You seem to be saying that to assert a claim is extraordinary is equivalent to asserting it's negation. So if I say claiming there's a teapot orbiting Jupiter is extraordinary, you'll ask that I back up that extraordinary assertion? What happened to agnosticism? I don't think I made any extraordinary claim; unless mere doubt of Platonism has become extraordinary.

It is better to use "realism" instead of Platonism, which is related, but different. Arithmetical realism is believed by all scientists, and almost all philosophers. Platonism is a different matter, as it implies something like "no more than the numbers, or that the world of ideas". Arithmetical realism is in the assumption (in Church thesis notably). Platonism is among the counter-intuitive conclusions.





(2) that there is a mechanism by which the universe might generate truly, rather than apparently random events.

I'm not sure it's possible to have a mechanism that generates truly random events. I think that's like asking for an algorithm that produces truly random numbers. - although it may turn on the meaning of "mechanism".

Well, if you enlarge mechanism by replacing computable function by function, then, by Cantor, you get 2^aleph_zero genuine random functions, but there is no evidence that this exists in nature

There's no evidence in nature that there are infinitely many natural numbers either.

But I do not postulate that nature is the fundamental reality. I prove the contrary, in the computationalist frame.

Which leaves the question whether it is a reductio of computationalism.


That is the point (modulo the conspiracy of our descendants)






It looks like you want me to believe that ~comp is consistent. But I do believe this at the start. In fact if comp is consistent,then that consistency is not provable in the comp theory.

My goal is to explain (to myself, notably) where consciousness, or the belief in a reality, comes from. I also show that postulating a physical reality does not work for this, unless you add in the primitive matter some non Turing emulable functions, or some non FPI retrievable infinities, which both would contradict comp + occam.

Suppose we added "primitive matter" (whatever that is). It would mean the doctor would use some matter in his substitution. But I don't see that it would change the inferences about ideal machines, what they would assert, and what physics they would predict. In that case it seems your conclusions would all still apply in any simulated world (such as the computer games my son creates).


It works on all simulations which respect the "winning" universal machine, that is the one with the correct measure (which might not exist, but has to exist with computationalism). In those case the physics observed is the same as the physics derived from self-reference.

But in normal emulation, some "bad" machine can still delude machines, but only by an infinite work, if they want the delusion lasting infinity. I don't find that plausible, but that is logically conceivable, and locally that happens all the time in real life.
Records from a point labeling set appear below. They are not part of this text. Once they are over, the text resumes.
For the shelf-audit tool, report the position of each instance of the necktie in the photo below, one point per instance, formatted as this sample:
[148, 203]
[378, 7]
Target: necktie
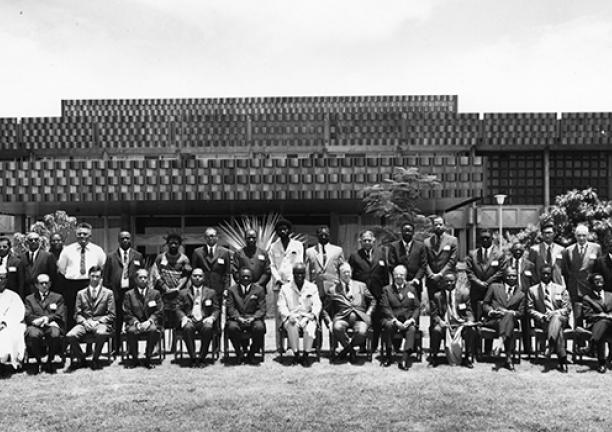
[83, 269]
[197, 305]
Truth is what remains when the liars and the parrots vanish, if ever, ... because universal machines can make local win by lying and parroting.

No worry, there are no evidence that our reality disobeys Z1* or X1*. On the contrary Everett QM, and quantum logic, assess computationalism, like Gödel's theorem protects Church's thesis.

In a sense, computationalism introduce a new invariant in physics. The laws of physics are "universal-machine" independent. It is ontological- theory independent. Realities proceed through universal agreement, yet relative to each others.